Monday, December 15, 2008

If "Life Is a Song," Then I Hope to Add to Its Lyrics

I am moved by art. And I am not ashamed to say it. Whether it be a song, a poem, a movie, a book, a painting, a dance, or even a TV show, any form of art has the potential to stimulate and even manipulate my mind. This is how I know that my purpose is to one day be able to move others. Whether it be to cry, to love, to yell, or merely just to talk, in the end I want to affect others in a positive way.

I would have to say (and this may be fairly obvious to some who will read this), that my favorite form of art is music. I listen to music every single day, of all different genres. Above all, I listen to music for the lyrics, I value the writing more than any other aspect of the song because I consider myself to be a lyricist, a writer. Not many songs today can convey a message without lyrics like those of great composers such as Mozart or Beethoven. And at times, it seems that a good lyric can be hard to come by. I am thankful that I have become more and more eclectic through the years. And while I still consider hip-hop to be my favorite genre, my ears have no limits.

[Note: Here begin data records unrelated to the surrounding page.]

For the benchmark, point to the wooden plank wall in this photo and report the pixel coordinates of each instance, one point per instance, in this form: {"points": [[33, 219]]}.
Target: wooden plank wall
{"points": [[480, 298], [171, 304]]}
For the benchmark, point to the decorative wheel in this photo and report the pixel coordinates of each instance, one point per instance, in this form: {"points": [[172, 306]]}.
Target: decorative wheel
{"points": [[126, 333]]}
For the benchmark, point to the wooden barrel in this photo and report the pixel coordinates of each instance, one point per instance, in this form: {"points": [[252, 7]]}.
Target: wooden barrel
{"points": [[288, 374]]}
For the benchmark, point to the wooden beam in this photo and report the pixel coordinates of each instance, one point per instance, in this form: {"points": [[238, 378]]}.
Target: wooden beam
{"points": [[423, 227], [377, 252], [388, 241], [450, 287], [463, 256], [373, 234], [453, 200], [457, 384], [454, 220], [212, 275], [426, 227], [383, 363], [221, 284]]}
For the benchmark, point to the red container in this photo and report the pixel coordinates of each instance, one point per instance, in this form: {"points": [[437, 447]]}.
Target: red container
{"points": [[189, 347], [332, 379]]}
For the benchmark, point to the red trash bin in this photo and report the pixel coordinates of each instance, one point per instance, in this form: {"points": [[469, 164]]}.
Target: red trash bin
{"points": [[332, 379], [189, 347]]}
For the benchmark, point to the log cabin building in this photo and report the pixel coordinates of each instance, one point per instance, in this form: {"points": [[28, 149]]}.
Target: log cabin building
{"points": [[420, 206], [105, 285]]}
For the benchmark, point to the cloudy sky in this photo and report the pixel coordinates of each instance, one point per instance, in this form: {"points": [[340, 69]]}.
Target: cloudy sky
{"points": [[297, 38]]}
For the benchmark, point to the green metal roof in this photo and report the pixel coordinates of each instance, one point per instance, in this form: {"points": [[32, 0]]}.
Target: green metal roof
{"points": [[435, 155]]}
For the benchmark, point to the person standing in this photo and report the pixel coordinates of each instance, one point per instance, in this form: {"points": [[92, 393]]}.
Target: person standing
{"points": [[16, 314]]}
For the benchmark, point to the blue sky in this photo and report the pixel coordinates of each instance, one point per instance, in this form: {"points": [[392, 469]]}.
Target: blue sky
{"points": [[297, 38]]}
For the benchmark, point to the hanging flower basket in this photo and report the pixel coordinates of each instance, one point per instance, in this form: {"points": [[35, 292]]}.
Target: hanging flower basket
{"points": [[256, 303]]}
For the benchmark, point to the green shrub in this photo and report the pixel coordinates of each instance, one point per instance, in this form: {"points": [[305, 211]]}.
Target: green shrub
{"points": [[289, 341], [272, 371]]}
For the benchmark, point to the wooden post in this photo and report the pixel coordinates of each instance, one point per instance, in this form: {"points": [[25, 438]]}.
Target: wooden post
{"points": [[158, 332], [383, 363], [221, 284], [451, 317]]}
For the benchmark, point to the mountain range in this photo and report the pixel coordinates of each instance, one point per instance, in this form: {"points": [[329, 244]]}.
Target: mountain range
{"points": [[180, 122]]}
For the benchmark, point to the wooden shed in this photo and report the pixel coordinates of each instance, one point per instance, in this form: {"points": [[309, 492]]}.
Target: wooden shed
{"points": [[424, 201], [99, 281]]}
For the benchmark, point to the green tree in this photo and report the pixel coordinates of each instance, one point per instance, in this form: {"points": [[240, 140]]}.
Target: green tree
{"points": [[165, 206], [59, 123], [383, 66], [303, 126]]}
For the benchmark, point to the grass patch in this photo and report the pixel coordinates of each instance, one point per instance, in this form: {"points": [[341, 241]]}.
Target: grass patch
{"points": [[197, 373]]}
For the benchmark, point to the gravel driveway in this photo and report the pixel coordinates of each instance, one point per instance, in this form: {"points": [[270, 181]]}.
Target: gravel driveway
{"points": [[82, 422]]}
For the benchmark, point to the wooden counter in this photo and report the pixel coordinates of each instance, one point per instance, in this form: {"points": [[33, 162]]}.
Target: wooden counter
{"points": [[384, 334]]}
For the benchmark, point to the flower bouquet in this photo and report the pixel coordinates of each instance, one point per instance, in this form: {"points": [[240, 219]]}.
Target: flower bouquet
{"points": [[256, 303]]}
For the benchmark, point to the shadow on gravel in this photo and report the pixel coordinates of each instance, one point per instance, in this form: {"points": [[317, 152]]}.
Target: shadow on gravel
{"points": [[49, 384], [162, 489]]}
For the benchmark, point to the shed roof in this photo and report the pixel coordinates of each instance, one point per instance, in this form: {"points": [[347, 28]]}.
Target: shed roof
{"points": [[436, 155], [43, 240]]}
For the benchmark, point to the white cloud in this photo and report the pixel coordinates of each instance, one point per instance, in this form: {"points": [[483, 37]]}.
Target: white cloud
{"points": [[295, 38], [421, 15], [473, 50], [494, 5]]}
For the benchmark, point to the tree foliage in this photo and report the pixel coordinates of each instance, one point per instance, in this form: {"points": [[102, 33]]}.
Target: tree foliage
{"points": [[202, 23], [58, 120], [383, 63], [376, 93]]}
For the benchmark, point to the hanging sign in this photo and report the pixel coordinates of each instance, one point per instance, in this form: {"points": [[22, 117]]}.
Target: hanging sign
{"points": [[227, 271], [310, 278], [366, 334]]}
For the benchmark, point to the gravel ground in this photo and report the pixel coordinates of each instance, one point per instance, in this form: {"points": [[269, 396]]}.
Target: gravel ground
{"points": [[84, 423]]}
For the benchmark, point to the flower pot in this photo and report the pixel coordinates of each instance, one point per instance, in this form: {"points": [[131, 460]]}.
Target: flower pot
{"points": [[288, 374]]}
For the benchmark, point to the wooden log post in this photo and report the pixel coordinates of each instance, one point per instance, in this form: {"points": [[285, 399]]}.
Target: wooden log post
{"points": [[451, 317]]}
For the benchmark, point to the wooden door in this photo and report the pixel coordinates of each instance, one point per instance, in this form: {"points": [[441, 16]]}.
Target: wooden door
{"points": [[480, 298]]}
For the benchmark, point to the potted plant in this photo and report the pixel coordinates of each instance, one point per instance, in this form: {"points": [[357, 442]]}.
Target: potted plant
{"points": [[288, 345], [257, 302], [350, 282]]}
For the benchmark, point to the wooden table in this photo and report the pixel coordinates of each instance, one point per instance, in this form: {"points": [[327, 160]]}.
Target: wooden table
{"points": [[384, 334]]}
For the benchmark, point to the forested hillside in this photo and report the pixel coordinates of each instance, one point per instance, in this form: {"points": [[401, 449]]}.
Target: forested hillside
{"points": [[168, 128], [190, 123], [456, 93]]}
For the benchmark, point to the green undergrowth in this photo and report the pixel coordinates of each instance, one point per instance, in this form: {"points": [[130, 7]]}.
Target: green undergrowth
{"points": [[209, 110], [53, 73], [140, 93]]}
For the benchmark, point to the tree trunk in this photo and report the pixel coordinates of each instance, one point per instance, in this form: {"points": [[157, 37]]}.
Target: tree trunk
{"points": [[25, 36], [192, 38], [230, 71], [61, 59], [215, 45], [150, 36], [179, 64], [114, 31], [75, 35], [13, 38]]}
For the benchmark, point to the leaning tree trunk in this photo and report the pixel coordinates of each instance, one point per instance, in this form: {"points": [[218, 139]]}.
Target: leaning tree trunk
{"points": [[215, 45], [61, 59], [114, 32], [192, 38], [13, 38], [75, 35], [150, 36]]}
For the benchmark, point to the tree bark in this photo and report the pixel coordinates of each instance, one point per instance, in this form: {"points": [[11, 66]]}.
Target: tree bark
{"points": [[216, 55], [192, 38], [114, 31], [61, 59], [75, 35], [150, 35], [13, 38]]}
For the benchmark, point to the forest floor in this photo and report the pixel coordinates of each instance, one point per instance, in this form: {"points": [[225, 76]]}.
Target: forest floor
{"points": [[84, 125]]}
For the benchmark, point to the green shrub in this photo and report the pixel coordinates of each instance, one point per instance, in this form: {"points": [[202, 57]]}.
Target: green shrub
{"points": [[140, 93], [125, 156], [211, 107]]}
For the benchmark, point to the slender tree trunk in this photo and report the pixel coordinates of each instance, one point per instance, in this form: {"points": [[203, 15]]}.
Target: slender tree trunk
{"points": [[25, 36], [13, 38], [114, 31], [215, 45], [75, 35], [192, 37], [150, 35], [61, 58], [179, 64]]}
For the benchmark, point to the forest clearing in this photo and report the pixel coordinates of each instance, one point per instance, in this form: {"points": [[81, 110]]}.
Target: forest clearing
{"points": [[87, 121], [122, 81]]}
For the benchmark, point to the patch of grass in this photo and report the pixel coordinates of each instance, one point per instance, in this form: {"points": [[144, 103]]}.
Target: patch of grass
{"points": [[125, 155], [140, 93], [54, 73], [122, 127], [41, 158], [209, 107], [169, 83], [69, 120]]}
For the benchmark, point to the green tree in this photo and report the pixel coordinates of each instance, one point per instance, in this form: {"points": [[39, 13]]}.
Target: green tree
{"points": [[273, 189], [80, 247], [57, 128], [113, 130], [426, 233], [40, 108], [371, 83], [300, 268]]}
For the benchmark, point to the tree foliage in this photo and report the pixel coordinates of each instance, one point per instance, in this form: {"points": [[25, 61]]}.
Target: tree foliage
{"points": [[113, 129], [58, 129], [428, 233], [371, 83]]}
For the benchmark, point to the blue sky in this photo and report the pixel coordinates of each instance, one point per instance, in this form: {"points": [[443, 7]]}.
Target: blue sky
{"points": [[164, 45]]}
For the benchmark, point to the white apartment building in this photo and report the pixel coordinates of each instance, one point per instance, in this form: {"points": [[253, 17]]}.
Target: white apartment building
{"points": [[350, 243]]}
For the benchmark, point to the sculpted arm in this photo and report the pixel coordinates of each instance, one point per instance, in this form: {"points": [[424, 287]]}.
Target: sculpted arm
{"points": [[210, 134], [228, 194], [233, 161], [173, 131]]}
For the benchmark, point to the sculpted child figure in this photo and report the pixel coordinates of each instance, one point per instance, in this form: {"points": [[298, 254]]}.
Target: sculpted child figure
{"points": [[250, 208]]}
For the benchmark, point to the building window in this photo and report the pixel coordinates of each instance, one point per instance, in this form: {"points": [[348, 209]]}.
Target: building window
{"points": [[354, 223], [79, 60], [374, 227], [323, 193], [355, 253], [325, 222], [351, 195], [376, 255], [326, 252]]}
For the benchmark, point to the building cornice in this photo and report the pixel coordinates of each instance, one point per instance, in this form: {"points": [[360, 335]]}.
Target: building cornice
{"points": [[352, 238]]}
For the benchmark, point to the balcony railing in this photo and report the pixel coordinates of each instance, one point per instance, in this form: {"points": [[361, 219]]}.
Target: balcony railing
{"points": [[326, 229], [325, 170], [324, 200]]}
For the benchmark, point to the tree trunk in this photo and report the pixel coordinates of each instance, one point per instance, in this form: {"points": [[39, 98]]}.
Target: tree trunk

Today, though I had "heard" the song once before, genuinely "listened" to an absolutely amazing song for the first time. "Life Is a Song," by Patrick Park has, without a doubt some of the most remarkable lyrics I have ever listened to in my life, and I urge you with every morsel of my soul to listen to it as well. It's one of those songs, you hear, but don't realize its significance until your about halfway in. So to make sure, you replay it once, twice, three times... and the more and more you replay it the more and more your mind expands and wonders, the more and more it's difficult to fathom how your emotions can be influenced. You can't get enough of the song, and you're so grateful you discovered it you don't want to let it go and risk losing it to memory.

If ever I felt that a song found me, and not the other way around, this was that time. I'm not afraid to admit that I'm in a point in my life where I feel stuck. I've been allowing life to dictate where I may end up, rather than dictating where I will send my life. And there is no greater fear than fear itself. And so I listened to the hook:

"Oh, it's time to let go of everything we used to know
Ideas that strengthen who we've been
It's time to cut ties that won't ever free our minds
From the chains and shackles that they're in."

To live in the past is to prevent the fortunes of the future, whether they may be good or bad. It's our job to embrace them, it's our duty to deal with them, it's our obligation to roll with them, adjust, and lead ourselves down the path we wish to go. I have been a victim of my own mind, a victim of time. Rather than adding to the map I started to graph when I couldn't even walk, I have placed myself on one of its islands that may have brought me happiness at one time or another in my history. I have left myself stranded, and it's time I found a way to embark on new voyages. It's time I allowed myself to the chance to succeed, and even to fail.

It is a strength for a song, or any piece of art for that matter to to leave those who experience it thinking. The final verse of "Life's Song" contains one of the heaviest last lines I have ever had the privilege to hear:

"Well life is a dream 'cause we're all walking in our sleep
You could see us stand in lines like we're dead upon our feet
And we build our house of cards and then we wait for it to fall
Always forget how strange it is just to be alive at all."

How true is this? And at the same time, how often do we stop to think something as simple as that line reads? I'm far from religious, and I'm not going to say that discovering this song today was some for of divine coincidence or intervention, but at the same time, I'm also not going to throw out any possibility, no matter how extreme. You may have heard it now and again, you run into someone who says something like, "That book changed my life." I hope to one day say that this song actually changed mine. I am thankful that I was able to listen to it at a time when I needed to listen to it most. Because honestly, the message of this song is what I had always preached would be my life before I found myself in this rut. It's effortless and cowardly to sit around focusing more on the past then the present and paving way to the possibilities of the future. Sure, we have learned and experienced a lot throughout our lives. But, living in fear that the future may not live up to the past only guarantees exactly that to happen. If only we stopped every once in a while, and thought about "how strange it is just to be alive at all," then maybe we could make sure never to allow boundaries to compromise our lives.

I am moved by art. And I am not ashamed to say it. And if truly, "Life Is a Song," I hope one day, I too can add to its lyrics.